裴语迟当时那未完全设防的、礼貌疏离的态度……所有的不安、嫉妒和一种被侵犯领地的愤怒,在这一刻混合成一股汹涌的、近乎蛮横的征服欲。
她要证明,他是她的,完完全全,不容觊觎。
她没有回应他的温情,反而猛地仰头,覆上他的唇,带着一种不容置疑的力道吻了上去。这不是缠绵的轻吻,更像是一种宣告主权的烙印。
裴语迟的身体瞬间僵硬了一瞬,但他没有动,没有推开她,也没有迎合。他只是沉默地承受着她突如其来的热情,像一座沉默的山岳。他浓密的眼睫低垂着,掩盖了眸中翻涌的复杂情绪。
希雅并不满足于他的被动。她的吻变得更深,更急切,甚至带着一丝啃咬的力道。
双手也不再安分,带着滚烫的温度,探入他的衣襟下摆,抚上他紧实的腰腹,带着明显的挑逗意味向上游移,试图点燃他。她的指尖能感受到他皮肤下肌肉瞬间的绷紧和微颤。
裴语迟的呼吸明显粗重起来,喉结上下滚动,像是在极力压抑着什么。但他依旧没有动作,任由她在他身上点火,任由她的唇舌和手指攻城掠地。他的克制,在希雅此刻汹涌的情绪里,被扭曲成了冷漠和抗拒。
希雅的动作猛地停住。她微微后撤,拉开一点距离,胸膛起伏,目光灼灼地锁住他近在咫尺的眼睛。
那里面深不见底,像蒙着一层她看不透的雾。巨大的委屈和被拒绝的难堪瞬间淹没了她。
“裴语迟,”她的声音带着一丝不易察觉的颤抖和尖锐,“你…是不是不喜欢我了?”下午的疑虑在此刻无限放大,詹秋然的身影仿佛就站在床边冷笑。
裴语迟的瞳孔似乎收缩了一下。他深吸一口气,那气息带着灼人的热度,喷在她的唇畔。他用一种近乎耳语的气声,压抑着,每一个字都像是从紧绷的弦上挤出来的:“……傻瓜……正好相反。”

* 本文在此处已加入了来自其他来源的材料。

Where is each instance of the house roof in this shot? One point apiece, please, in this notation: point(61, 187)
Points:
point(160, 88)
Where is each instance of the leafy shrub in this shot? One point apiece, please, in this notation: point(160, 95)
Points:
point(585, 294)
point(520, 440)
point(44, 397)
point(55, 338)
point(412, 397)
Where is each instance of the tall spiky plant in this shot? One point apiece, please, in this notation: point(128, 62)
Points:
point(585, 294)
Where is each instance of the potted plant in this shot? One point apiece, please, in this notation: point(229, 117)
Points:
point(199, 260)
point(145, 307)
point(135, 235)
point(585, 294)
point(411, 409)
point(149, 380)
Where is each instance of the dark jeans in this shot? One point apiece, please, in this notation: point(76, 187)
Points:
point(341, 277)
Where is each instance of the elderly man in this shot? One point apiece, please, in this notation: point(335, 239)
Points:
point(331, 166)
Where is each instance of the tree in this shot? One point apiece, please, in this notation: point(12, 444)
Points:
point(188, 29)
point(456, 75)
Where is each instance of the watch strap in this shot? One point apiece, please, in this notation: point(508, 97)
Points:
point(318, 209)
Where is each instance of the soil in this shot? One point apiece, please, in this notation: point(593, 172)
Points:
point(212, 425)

他闭了闭眼,再睁开时,眼底是浓得化不开的担忧和一种近乎痛苦的隐忍:“我怕……我怕自己控制不好。动作大了,力道重了……会伤到宝宝。”他覆在她小腹上的那只手,掌心滚烫,却带着小心翼翼的、保护性的轻抚。
希雅的心像是被什么东西狠狠揪了一下,但那股征服欲和因詹秋然而起的强烈不安并未完全消散。
她凑得更近,鼻尖几乎抵着他的鼻尖,温热的、带着急促气息的呼吸拂过他的唇和脸颊,像最撩人的羽毛:“我问过医生了,医生说……宝宝很好,很稳。三个月了……真的没问题的……”
她的声音带着诱惑,也带着孤注一掷的急切,试图用权威和身体的语言击溃他的防线。
裴语迟的身体绷得像一张拉到极致的弓。他能清晰地感受到她的渴望、她的不安,以及那背后潜藏的巨大恐惧。他猛地收紧环着她的手臂,将她更紧地嵌入自己怀中,力道之大,带着一种绝望的禁锢感。
“希雅,”他的声音沙哑得厉害,每一个字都像是用尽力气从胸腔里挤压出来,带着不容置疑的决绝,“你听我说!我真的没关系!我可以忍!我什么都可以忍!但是…我不能容忍任何一丝一毫的意外!这是我们的第一个孩子……我希望他顺顺利利的降临人间!”
他的额头抵着她的额头,呼吸灼热而混乱,眼神像燃烧的炭火,直直望进她眼底深处,那里有恐惧,有爱意,更有一种近乎偏执的保护欲:“为了他她,我什么都可以放弃,什么都可以忍耐!……听话,你也……忍忍……好不好?”
最后那句“好不好”,带着一丝不易察觉的恳求,像在哀求她理解他的恐惧,和他筑起的这道名为“保护”的冰冷堤坝。
空气仿佛凝固了。希雅能清晰地感受到他胸膛下剧烈的心跳,感受到他手臂肌肉的坚硬颤抖,感受到他话语里那份沉重得让她窒息的、以爱为名的恐惧。
征服的快感如潮水般退去,留下冰冷的沙滩和一种更深的无力感。
她看着他眼中那不容动摇的决心,詹秋然的影子似乎暂时被逼退了,但另一种更庞大、更坚固的隔阂——源于他过度的保护欲和两人此刻无法调和的渴望——却在此刻,森然矗立。